"Why do you write?" After being asked this question so often, I find myself not being able to answer it. I've been trying to explain to people that I write to express my emotions in a healthy way. Using writing as a coping mechanism. It's no secret that I'm a mess right now (especially if you've been reading my other posts recently, I promise they won't all be so sad/upsetting). Writing how I feel and think about my current situation, my past, my trauma, people I have relationships with, etc. helps me rationalize all my thoughts and helps me process everything going on. Which has been really nice since I feel like I'm losing my mind all the freaking time lately. It helps me figure out what I really want to say to people, cope a little bit better, and understand myself more in a way.
I write for empathy. I want someone, even if it's just one person, to know that they're not the only one that feels so bad at times. It's so hard to get through anxiety, depression, an addiction, or whatever is making you feel so awful, by yourself. To feel like no one experiences the emotions you harbor inside. To feel like no one just quite, gets it the same way. To think that, you're left alone in your own f**ked up world. Its hard. I find comfort in empathy, so I'm sure other people do too.

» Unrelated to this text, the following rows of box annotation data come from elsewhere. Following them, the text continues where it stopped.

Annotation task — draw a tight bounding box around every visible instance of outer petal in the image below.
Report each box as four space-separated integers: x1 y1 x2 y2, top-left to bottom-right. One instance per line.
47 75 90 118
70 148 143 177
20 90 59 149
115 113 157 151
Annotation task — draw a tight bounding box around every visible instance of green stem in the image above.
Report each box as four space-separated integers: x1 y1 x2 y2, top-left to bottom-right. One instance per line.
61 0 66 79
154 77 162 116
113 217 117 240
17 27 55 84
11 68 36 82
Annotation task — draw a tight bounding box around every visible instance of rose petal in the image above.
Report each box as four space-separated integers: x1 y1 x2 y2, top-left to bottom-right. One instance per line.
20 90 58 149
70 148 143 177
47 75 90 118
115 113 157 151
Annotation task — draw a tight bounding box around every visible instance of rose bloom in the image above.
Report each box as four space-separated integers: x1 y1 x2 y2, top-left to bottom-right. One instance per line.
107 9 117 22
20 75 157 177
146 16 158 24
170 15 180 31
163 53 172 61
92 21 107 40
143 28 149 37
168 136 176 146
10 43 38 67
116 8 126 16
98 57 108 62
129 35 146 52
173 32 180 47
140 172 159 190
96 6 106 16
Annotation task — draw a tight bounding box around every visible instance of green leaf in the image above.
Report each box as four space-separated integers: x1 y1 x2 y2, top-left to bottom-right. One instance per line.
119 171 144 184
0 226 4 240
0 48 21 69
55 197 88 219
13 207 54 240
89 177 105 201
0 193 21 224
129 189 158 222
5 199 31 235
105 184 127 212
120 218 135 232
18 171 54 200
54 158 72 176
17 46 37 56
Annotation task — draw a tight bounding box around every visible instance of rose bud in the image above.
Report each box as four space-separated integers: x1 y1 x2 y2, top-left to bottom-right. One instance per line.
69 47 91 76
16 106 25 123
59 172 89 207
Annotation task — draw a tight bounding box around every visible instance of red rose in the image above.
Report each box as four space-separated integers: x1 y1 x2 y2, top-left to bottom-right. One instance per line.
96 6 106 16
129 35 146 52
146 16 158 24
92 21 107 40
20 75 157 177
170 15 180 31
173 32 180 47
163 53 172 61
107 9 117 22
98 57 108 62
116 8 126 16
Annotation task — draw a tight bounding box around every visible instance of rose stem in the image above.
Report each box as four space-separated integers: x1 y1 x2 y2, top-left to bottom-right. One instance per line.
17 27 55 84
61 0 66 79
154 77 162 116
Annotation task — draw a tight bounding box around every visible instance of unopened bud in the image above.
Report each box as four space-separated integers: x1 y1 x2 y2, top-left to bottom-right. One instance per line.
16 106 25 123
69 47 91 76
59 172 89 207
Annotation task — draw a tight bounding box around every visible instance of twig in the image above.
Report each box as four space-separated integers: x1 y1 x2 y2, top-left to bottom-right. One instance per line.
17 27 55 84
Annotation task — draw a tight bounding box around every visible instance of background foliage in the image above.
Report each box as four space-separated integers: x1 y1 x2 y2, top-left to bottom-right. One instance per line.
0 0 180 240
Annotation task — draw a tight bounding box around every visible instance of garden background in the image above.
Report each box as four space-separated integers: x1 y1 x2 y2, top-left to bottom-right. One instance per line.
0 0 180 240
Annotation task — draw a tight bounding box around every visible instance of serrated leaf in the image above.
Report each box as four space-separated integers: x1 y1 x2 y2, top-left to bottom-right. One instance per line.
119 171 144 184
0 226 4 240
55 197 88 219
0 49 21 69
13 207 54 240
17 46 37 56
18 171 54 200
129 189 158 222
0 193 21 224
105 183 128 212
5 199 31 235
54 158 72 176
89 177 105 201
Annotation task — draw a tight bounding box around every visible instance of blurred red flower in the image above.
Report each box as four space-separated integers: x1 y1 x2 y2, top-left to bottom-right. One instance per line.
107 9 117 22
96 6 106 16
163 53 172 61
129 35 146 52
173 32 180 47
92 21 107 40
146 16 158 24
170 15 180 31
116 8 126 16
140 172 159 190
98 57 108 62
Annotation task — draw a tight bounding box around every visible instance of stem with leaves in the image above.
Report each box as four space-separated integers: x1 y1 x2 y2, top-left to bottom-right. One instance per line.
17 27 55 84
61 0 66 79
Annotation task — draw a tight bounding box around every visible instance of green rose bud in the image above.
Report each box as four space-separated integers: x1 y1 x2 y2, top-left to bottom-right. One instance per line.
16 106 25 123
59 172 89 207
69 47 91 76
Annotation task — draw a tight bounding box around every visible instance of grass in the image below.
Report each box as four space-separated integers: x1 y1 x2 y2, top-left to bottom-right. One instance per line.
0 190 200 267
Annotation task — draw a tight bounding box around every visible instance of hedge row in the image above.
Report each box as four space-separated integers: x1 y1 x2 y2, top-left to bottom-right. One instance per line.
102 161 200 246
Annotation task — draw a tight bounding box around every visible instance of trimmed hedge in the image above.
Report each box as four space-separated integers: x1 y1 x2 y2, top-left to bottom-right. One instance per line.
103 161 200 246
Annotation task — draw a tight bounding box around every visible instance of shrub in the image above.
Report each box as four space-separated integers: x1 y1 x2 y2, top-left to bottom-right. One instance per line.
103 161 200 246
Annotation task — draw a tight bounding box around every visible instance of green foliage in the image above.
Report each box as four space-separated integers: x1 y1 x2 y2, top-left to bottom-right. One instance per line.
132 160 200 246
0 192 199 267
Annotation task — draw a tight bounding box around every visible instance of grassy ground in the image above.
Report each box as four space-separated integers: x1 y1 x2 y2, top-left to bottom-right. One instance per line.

I write to speak my mind. I have been known as the loud mouth girl, and that's who everyone in my small hometown knows me as. I love to talk. I'll gabber on and on if you let me. Writing gives me a way to say whatever I want, without being in someone's face about it. If you don't care to know what I have to say, then cool. (But if you are reading this and my other posts, you must care for some small reason ? )
I write to tell people how I feel. I often write entries or letters that are meant for specific people, but usually they never read it. And it's okay because, they don't always need to know how you feel. I think it can be unwise to let someone see all your cards, so to speak. I think this idea is wonderful; it helps me get everything in my head straightened out. And I don't think its a bad thing to let 'em wonder a little sometimes.
Its comforting to me knowing that I have no way to tell who views my posts, but that people do read them. So, I thank you for that. Writing isn't about getting tons of views or shares or whatever. Writing, to me, is about just feeling okay. Everyone knows I'm a mess anyway. Might as well make it interesting while I try and heal a bit.